Posted by Dirk Avery at 10:33 am under Copyright, Technology.
I recently downloaded Charles Bock’s Beautiful Children for free. The 434-page novel is a 2 MB PDF. Everything looks to be high-quality. It was published by Random House. You can even buy the book at Amazon (here). It’s currently #7 on Amazon’s US-fiction bestsellers list. My question is why would Bock, and better yet Random House, offer the book for free online? The answer to both these questions, courtesy the AP:
“I want people to read the book,” Bock said in a statement issued Tuesday by the Random House Publishing Group. “If that means giving it away for free online, great.”
“The book really struck a chord with readers as bookstore sales have demonstrated,” Avideh Bashirrad, deputy director of marketing for Random House, said in a statement. “We believe it has even more potential readers out there, and the best way to reach them is online, with this unrestricted access.”
Publishers have worried about Internet piracy and whether online text could hurt traditional sales. But lately the trend has been to make more books available on the Internet and hope that interest in all formats will be increased.
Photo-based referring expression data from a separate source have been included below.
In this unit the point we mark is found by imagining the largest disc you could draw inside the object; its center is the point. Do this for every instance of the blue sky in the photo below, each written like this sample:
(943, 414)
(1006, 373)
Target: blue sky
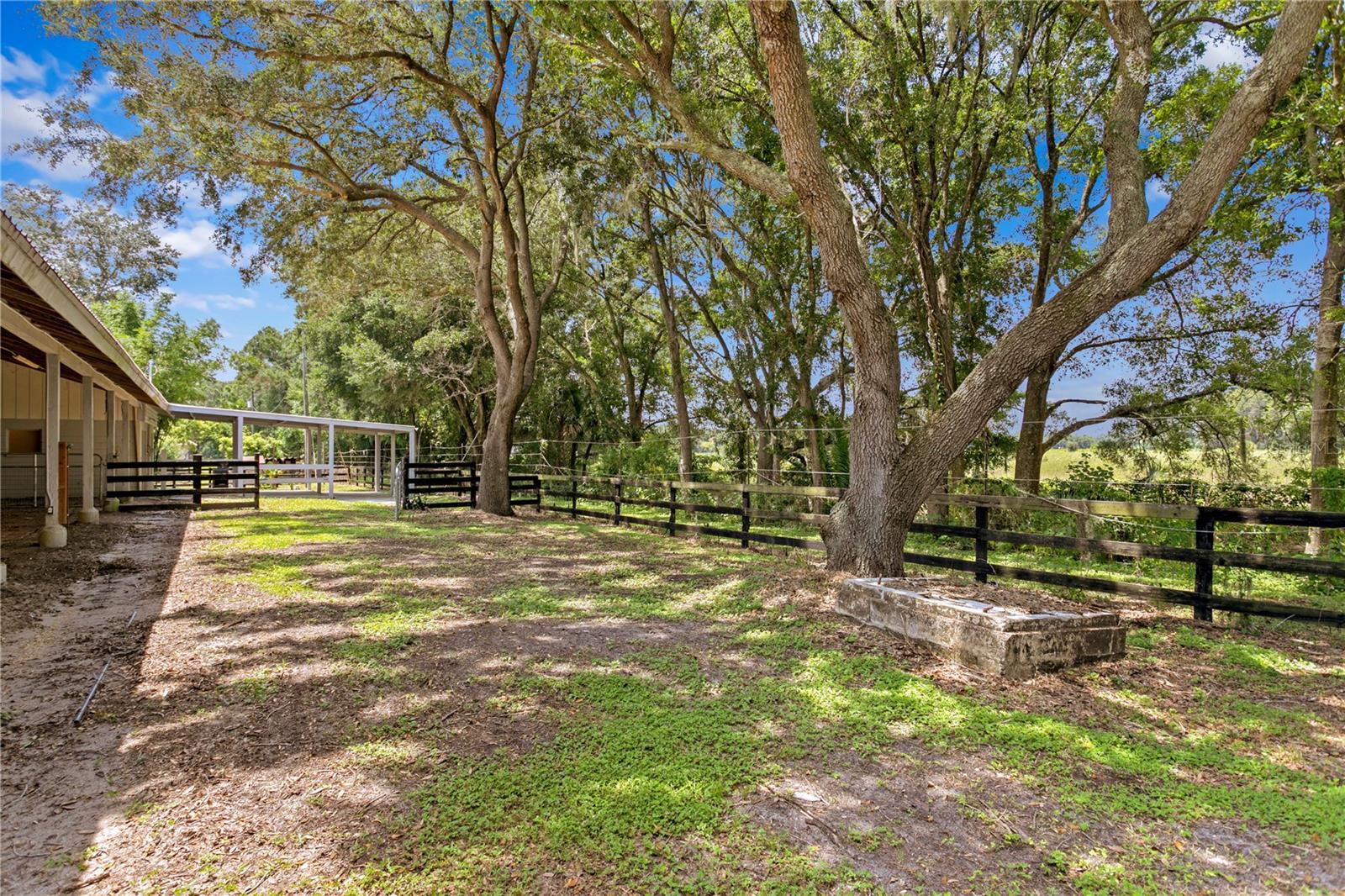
(37, 67)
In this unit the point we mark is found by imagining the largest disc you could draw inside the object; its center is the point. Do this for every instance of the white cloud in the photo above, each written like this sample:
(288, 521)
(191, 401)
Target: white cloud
(214, 300)
(195, 241)
(1221, 50)
(19, 67)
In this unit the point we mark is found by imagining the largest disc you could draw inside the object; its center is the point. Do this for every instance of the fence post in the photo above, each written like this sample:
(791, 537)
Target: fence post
(1204, 564)
(982, 546)
(1084, 529)
(746, 515)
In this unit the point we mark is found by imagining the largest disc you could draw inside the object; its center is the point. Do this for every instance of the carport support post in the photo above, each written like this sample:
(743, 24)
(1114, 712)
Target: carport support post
(111, 505)
(239, 448)
(309, 459)
(87, 513)
(378, 461)
(53, 533)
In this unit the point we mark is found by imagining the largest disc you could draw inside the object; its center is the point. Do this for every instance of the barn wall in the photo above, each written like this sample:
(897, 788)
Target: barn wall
(24, 407)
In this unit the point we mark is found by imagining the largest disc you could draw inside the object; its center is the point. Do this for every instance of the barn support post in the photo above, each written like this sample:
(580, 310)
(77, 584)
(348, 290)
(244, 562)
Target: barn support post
(239, 448)
(87, 513)
(111, 505)
(331, 461)
(53, 533)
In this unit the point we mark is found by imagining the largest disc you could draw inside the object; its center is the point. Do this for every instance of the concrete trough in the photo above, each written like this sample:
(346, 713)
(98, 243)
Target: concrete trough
(1006, 640)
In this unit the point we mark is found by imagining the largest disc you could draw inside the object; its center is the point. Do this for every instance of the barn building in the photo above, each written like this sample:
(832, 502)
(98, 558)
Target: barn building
(64, 380)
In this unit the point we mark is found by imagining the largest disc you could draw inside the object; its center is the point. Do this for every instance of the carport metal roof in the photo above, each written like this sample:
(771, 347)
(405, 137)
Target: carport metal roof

What this makes very clear is the ease with which information could be distributed if we were all living in the 21st century. Big books downloaded in a matter of minutes with every bit as much information as a book you’d take the time and effort to find and buy at a book retailer. Amazing. Or is it?
Update: I’m very impressed with the refreshing copyright notice you are required to accept pre-download:
This book is protected by copyright and is reproduced here by permission of the author and Random House.
That’s quite a contrast to the NFL’s (here) or MPAA’s on DVDs (here).